Ó Senhor, derrama sobre tua igreja teu poderoso Espírito, o Espírito do teu Filho. Produz no nosso meio uma revolução de mansidão, uma revolução de verdadeiros valores!
Mansidão e Reivindicação
Ter força para agir em nossa própria defesa, porém sofrer insulto e prejuízo é a essência da mansidão. O Senhor Jesus poderia ter chamado legiões de anjos para defender sua pessoa; mas escolheu não fazer isso (Mt 26.53,54). Ele foi como Cordeiro ao matadouro. É lamentável que o ministro que evangeliza rapidamente e ganha muitas almas numa cidade, freqüentemente torna-se vítima de olhos invejosos e comentários de outros pastores. Ele precisa esperar que o Senhor o reivindique. Se formos fortes em Cristo, não temeremos o que insultos podem nos fazer. Entregamos nosso julgamento ao Senhor da justiça. Confiamos que o Senhor cuide da nossa reputação. Afinal, seguimos Aquele que se tornou sem reputação.

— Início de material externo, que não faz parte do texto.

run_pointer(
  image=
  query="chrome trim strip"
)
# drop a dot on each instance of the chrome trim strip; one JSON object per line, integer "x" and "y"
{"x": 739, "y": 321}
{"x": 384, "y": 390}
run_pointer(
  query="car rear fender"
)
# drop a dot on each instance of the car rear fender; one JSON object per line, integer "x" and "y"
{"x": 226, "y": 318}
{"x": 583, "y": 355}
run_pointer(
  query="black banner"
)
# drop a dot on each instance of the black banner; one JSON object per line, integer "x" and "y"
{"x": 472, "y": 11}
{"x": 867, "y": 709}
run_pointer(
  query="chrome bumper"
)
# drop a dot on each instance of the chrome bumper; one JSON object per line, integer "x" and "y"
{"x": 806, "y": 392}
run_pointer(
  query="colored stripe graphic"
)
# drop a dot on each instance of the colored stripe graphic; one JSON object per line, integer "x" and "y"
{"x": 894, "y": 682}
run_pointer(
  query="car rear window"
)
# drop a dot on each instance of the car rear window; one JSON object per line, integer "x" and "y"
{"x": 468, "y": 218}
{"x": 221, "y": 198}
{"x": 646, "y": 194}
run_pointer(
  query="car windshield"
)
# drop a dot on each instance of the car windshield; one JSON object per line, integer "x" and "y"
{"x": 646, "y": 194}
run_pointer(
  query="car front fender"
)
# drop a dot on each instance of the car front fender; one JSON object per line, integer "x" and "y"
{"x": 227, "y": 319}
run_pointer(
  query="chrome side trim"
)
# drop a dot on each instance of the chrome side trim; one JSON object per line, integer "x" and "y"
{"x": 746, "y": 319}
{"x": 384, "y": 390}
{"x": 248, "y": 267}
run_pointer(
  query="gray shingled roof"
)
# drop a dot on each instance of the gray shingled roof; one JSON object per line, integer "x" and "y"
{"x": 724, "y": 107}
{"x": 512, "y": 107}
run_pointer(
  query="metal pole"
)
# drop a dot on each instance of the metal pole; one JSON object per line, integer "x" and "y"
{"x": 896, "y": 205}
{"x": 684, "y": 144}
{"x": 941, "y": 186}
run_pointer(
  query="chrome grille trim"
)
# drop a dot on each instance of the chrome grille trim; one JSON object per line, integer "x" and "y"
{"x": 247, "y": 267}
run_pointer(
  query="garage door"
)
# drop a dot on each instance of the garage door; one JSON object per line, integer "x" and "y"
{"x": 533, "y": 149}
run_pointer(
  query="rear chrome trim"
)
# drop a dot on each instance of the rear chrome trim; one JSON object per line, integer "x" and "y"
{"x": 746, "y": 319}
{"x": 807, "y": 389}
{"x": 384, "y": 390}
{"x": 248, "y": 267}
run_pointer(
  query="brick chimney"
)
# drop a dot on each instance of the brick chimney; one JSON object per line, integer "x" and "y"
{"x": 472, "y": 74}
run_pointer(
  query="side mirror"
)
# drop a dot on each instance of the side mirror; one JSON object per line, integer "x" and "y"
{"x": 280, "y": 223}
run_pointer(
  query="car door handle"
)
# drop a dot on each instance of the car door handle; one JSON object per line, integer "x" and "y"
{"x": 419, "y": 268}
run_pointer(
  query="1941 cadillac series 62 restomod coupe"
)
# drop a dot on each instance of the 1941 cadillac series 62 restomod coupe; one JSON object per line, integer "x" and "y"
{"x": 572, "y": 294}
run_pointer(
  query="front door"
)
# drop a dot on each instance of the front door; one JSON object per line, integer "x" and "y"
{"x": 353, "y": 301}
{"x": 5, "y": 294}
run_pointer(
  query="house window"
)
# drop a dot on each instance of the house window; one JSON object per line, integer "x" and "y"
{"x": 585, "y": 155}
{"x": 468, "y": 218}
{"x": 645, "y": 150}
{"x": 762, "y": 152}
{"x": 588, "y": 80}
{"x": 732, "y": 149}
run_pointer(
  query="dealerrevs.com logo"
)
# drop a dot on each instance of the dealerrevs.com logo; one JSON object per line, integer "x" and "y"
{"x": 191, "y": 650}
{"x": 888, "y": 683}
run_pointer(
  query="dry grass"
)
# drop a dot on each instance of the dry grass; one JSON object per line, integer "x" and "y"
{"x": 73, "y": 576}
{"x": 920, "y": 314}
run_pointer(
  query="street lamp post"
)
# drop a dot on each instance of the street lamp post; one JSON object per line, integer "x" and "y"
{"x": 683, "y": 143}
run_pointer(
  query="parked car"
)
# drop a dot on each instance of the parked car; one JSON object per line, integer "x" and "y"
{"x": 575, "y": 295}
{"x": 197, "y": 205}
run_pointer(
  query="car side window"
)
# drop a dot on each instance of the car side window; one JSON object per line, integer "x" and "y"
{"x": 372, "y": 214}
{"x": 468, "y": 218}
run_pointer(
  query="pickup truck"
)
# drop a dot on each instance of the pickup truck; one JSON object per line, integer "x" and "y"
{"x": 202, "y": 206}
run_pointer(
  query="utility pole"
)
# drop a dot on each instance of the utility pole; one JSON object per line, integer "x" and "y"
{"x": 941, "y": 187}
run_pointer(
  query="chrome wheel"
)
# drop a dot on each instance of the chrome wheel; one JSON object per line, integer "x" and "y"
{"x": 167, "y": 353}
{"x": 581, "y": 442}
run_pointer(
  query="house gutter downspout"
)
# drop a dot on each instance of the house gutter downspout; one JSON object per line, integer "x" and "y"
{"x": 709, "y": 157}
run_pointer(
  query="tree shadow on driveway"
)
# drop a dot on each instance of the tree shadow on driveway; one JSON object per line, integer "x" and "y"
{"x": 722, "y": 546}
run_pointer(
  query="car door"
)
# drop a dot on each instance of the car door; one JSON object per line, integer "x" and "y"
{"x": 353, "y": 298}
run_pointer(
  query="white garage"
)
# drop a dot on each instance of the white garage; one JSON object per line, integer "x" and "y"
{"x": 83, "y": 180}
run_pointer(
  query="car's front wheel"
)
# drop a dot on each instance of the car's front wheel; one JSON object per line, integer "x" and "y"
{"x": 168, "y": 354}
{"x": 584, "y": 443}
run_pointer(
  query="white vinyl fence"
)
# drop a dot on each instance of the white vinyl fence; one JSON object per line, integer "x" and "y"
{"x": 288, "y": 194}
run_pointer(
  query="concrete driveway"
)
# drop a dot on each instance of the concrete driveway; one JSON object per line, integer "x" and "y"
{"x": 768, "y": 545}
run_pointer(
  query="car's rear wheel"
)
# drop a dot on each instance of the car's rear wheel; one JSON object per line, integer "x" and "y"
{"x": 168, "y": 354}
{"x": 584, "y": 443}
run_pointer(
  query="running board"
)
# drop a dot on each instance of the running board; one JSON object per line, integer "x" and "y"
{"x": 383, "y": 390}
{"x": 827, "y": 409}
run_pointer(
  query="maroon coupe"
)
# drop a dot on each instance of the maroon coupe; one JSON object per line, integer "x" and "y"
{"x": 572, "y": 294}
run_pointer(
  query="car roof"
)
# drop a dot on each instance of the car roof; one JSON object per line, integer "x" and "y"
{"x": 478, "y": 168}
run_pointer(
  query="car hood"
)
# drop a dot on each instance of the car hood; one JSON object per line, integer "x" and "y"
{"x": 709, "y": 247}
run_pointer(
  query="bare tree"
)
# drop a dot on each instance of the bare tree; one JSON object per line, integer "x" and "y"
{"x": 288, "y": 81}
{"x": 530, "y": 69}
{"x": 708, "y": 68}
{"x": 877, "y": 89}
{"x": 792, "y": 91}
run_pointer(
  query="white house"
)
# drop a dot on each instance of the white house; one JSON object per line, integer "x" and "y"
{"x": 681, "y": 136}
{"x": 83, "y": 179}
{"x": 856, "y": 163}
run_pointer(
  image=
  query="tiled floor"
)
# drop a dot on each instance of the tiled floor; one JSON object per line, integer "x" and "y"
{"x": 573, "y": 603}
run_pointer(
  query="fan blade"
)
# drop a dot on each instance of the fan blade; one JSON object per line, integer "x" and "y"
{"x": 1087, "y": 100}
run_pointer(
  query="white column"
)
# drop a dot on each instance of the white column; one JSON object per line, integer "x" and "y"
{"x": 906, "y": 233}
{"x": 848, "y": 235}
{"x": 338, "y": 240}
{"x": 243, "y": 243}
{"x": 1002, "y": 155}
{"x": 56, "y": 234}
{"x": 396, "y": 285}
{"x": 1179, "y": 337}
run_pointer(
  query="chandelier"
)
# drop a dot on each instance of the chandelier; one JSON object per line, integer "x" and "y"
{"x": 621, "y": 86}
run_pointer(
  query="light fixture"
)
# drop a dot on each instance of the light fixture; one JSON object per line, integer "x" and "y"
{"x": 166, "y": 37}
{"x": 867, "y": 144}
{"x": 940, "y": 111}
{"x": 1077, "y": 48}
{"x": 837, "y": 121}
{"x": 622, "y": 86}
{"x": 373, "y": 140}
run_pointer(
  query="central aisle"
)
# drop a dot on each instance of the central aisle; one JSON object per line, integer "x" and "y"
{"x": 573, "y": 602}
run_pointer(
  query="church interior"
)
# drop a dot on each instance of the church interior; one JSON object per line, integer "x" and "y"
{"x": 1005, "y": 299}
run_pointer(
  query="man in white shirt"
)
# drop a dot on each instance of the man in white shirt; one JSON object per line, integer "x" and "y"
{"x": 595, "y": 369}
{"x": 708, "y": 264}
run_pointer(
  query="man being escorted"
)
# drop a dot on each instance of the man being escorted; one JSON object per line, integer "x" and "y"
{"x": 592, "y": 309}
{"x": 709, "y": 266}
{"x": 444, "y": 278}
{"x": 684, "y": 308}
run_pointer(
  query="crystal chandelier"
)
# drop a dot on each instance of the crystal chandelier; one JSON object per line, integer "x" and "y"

Um líder próximo a John Wesley ficou perturbado sobre os insultos lançados sobre este nos jornais e perguntou: “Sr. Wesley, o que será o fim de tudo isso?” E a resposta incrível de Wesley foi: “O fim de tudo isso é glória a Deus e paz para toda a humanidade”. Vamos nos abandonar à glória de Deus e ao serviço para nosso próximo.
“Ele te declarou, ó homem, o que é bom. E o que é que o Senhor pede de ti, senão que pratiques a justiça, ames a misericórdia, e andes humildemente com o teu Deus?” (Miquéias 6.8).
Lalith Mendis é um médico qualificado, que serve ao Senhor de tempo integral desde 1981, como escritor e conferencista na sua pátria de Sri Lanka.